It appeared to Richard that he was nearly a year reaching the little back yard of the lonely house. He slipped into the scullery and locked the door, wondering if his movements had been observed since he quitted the main street. Here he drew a long breath and looked around him; then he began wandering restlessly through the rooms, of which there were five or six on the ground-floor. The furniture, the carpets, and all the sordid fixtures of the house were just as Richard had known them in his childhood. Everything was unchanged, even to the faded peacock-feather stuck over the parlor looking-glass. As he regarded the familiar objects and breathed the snuffy atmosphere peculiar to the place, the past rose so vividly before him that he would scarcely have been startled if a lean, gray old man had suddenly appeared in one of the doorways. On a peg in the front hall hung his cousin's napless beaver hat, satirically ready to be put on; in the kitchen closet a pair of ancient shoes, worn down at the heel and with taps on the toe, had all the air of intending to step forth. The shoes had been carefully blacked, but a thin skin of mould had gathered over them. They looked like Lemuel Shackford. They had taken a position habitual with him. Richard was struck by the subtile irony which lay in these inanimate things. That a man's hat should outlast the man, and have a jaunty expression of triumph! That a dead man's shoes should mimic him!
The tall eight-day clock on the landing had run down. It had stopped at twelve, and it now stood with solemnly uplifted finger, as if imposing silence on those small, unconsidered noises which commonly creep out, like mice, only at midnight. The house was full of such stealthy sounds. The stairs creaked at intervals, mysteriously, as if under the weight of some heavy person ascending. Now and then the woodwork stretched itself with a snap, as though it had grown stiff in the joints with remaining so long in one position. At times there were muffled reverberations of footfalls on the flooring overhead. Richard had a curious consciousness of not being alone, but of moving in the midst of an invisible throng of persons who elbowed him softly and breathed in his face, and vaguely impressed themselves upon him as being former occupants of the premises. This populous solitude, this silence with its busy interruptions, grew insupportable as he passed from room to room.
One chamber he did not enter,—the chamber in which his cousin's body was found that Wednesday morning. In Richard's imagination it was still lying there, white and piteous, by the hearth. He paused at the threshold and glanced in; then turned abruptly and mounted the staircase.
On gaining his old apartment in the gable, Richard seated himself on the edge of the cot-bed. His shoulders sagged down and a stupefied expression settled upon his face, but his brain was in a tumult.

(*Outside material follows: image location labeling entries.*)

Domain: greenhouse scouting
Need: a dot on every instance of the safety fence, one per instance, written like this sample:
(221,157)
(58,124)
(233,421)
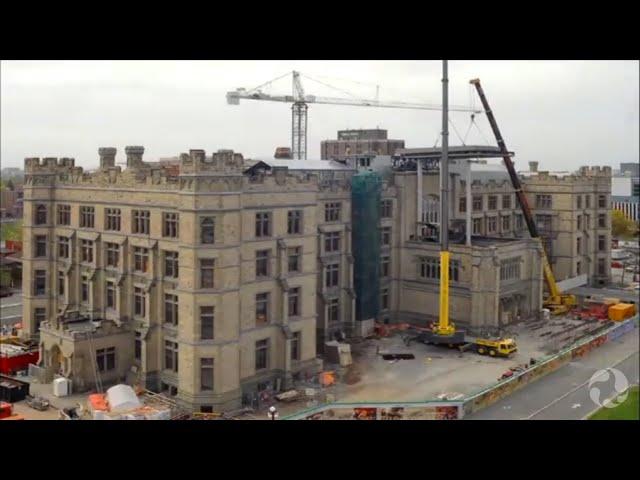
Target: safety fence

His own identity was become a matter of doubt to him. Was he the same Richard Shackford who had found life so sweet when he awoke that morning? IT must have been some other person who had sat by a window in the sunrise thinking of Margaret Slocum's love,—some Richard Shackford with unstained hands! This one was accused of murdering his kinsman; the weapon with which he had done it, the very match he had used to light him in the deed, were known! The victim himself had written out the accusation in black and white. Richard's brain reeled as he tried to fix his thought on Lemuel Shackford's letter. That letter!—where had it been all this while, and how did it come into Taggett's possession? Only one thing was clear to Richard in his inextricable confusion,—he was not going to be able to prove his innocence; he was a doomed man, and within the hour his shame would be published to the world. Rowland Slocum and Lawyer Perkins had already condemned him, and Margaret would condemn him when she knew all; for it was evident that up to last evening she had not been told. How did it happen that these overwhelming proofs had rolled themselves up against him? What malign influences were these at work, hurrying him on to destruction, and not leaving a single loophole of escape? Who would believe the story of his innocent ramble on the turnpike that Tuesday night? Who could doubt that he had gone directly from the Slocums' to Welch's Court, and then crept home red-handed through the deserted streets?

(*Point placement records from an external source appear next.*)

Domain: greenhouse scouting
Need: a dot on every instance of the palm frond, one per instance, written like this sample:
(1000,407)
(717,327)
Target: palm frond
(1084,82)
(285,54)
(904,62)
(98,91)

Richard heard the steam-whistles recalling the operatives to work, and dimly understood it was one o'clock; but after that he paid no attention to the lapse of time. It was an hour later, perhaps two hours,—Richard could not tell,—when he roused himself from his stupor, and descending the stairs passed through the kitchen into the scullery. There he halted and leaned against the sink, irresolute, as though his purpose, if he had had a purpose, were escaping him. He stood with his eyes resting listlessly on a barrel in the further corner of the apartment. It was a heavy-hooped wine-cask, in which Lemuel Shackford had been wont to keep his winter's supply of salted meat. Suddenly Richard started forward with an inarticulate cry, and at the same instant there came a loud knocking at the door behind him. The sound reverberated through the empty house, filling the place with awful echoes,—like those knocks at the gate of Macbeth's castle the night of Duncan's murder. Richard stood petrified for a second; then he hastily turned the key in the lock, and Mr. Taggett stepped into the scullery.

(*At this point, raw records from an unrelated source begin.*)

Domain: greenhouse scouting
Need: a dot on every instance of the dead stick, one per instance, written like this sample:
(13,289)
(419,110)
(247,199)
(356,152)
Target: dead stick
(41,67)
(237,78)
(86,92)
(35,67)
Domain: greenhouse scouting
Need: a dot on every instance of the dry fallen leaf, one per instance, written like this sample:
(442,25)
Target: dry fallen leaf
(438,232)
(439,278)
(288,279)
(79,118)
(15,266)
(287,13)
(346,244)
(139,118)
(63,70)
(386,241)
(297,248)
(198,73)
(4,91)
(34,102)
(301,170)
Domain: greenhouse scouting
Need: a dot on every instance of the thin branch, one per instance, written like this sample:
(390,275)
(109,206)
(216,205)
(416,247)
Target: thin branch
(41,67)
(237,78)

The two men exchanged swift glances. The bewildered air of a moment before had passed from Richard; the dullness had faded out of his eyes, leaving them the clear, alert expression they ordinarily wore. He was self-possessed, but the effort his self-possession cost him was obvious. There was a something in his face—a dilation of the nostril, a curve of the under lip—which put Mr. Taggett very much on his guard. Mr. Taggett was the first to speak.
"I've a disagreeable mission here," he said slowly, with his hand remaining on the latch of the door, which he had closed on entering. "I have a warrant for your arrest, Mr. Shackford."
"Stop a moment!" said Richard, with a glow in his eyes. "I have something to say."
"I advise you not to make any statement."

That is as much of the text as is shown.